Monitor complete blood cell counts periodically during treatment according to manufacturer's prescribing information for background therapies. Consider withholding DARZALEX SC until recovery of platelets.
Interference with Serological Testing: Daratumumab binds to CD38 on red blood cells (RBCs) and results in a positive Indirect Antiglobulin Test (Indirect Coombs test). Daratumumab-mediated positive indirect antiglobulin test may persist for up to 6 months after the last daratumumab administration. Daratumumab bound to RBCs masks detection of antibodies to minor antigens in the patient's serum. The determination of a patient's ABO and Rh blood type are not impacted [see Effects of Daratumumab on Laboratory Tests under Interactions].
Notify blood transfusion centers of this interference with serological testing and inform blood banks that a patient has received DARZALEX SC. Type and screen patients prior to starting DARZALEX SC [see Important Dosing Information under Dosage & Administration].

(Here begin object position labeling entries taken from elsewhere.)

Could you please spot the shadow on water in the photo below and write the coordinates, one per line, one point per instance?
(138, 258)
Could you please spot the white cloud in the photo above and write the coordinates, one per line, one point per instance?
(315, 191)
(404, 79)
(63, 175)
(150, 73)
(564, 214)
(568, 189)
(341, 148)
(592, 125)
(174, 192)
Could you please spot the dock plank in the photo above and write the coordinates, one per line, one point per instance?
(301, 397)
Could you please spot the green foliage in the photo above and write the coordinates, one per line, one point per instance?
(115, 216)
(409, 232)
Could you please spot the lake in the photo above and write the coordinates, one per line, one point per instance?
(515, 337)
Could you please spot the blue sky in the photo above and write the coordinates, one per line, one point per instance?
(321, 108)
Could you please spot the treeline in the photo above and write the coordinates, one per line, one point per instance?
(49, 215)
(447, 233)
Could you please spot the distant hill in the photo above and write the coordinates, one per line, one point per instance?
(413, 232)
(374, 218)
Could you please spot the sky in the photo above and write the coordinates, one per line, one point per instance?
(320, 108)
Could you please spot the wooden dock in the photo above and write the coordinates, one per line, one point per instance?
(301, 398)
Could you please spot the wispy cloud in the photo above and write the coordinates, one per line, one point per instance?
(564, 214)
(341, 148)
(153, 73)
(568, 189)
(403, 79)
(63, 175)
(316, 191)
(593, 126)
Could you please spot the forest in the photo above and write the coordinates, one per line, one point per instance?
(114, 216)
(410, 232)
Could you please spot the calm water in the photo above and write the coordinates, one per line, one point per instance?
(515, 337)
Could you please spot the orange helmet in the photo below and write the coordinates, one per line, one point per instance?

Interference with Determination of Complete Response: Daratumumab is a human IgG kappa monoclonal antibody that can be detected on both the serum protein electrophoresis (SPE) and immunofixation (IFE) assays used for the clinical monitoring of endogenous M-protein [see Effects of Daratumumab on Laboratory Tests under Interactions]. This interference can impact the determination of complete response and of disease progression in some DARZALEX SC-treated patients with IgG kappa myeloma protein.
Hepatitis B Virus (HBV) reactivation: Hepatitis B virus (HBV) reactivation, in some cases fatal, has been reported in patients treated with daratumumab. HBV screening should be performed in all patients before initiation of treatment with DARZALEX SC.
For patients with evidence of positive HBV serology, monitor for clinical and laboratory signs of HBV reactivation during, and for at least six months following the end of DARZALEX SC treatment. Manage patients according to current clinical guidelines. Consider consulting a hepatitis disease expert as clinically indicated.
In patients who develop reactivation of HBV while on DARZALEX SC, suspend treatment with DARZALEX SC and any concomitant steroids, chemotherapy, and institute appropriate treatment. Resumption of DARZALEX SC treatment in patients whose HBV reactivation is adequately controlled should be discussed with physicians with expertise in managing HBV.
Effects on Ability to Drive and Use Machine: Not applicable.
Use in Pregnancy: Embryo-Fetal Toxicity: Based on the mechanism of action, DARZALEX SC can cause fetal harm when administered to a pregnant woman. DARZALEX SC may cause depletion of fetal immune cells and decreased bone density. Advise pregnant women of the potential risk to a fetus. Advise females with reproductive potential to use effective contraception during treatment with DARZALEX SC and for 3 months after the last dose [see Pregnancy and Females and Males of Reproductive Potential under Use in Pregnancy & Lactation].
The combination of DARZALEX SC with lenalidomide, thalidomide or pomalidomide is contraindicated in pregnant women, because lenalidomide, thalidomide or pomalidomide may cause birth defects and death of the unborn child. Refer to the lenalidomide, thalidomide or pomalidomide prescribing information on use during pregnancy.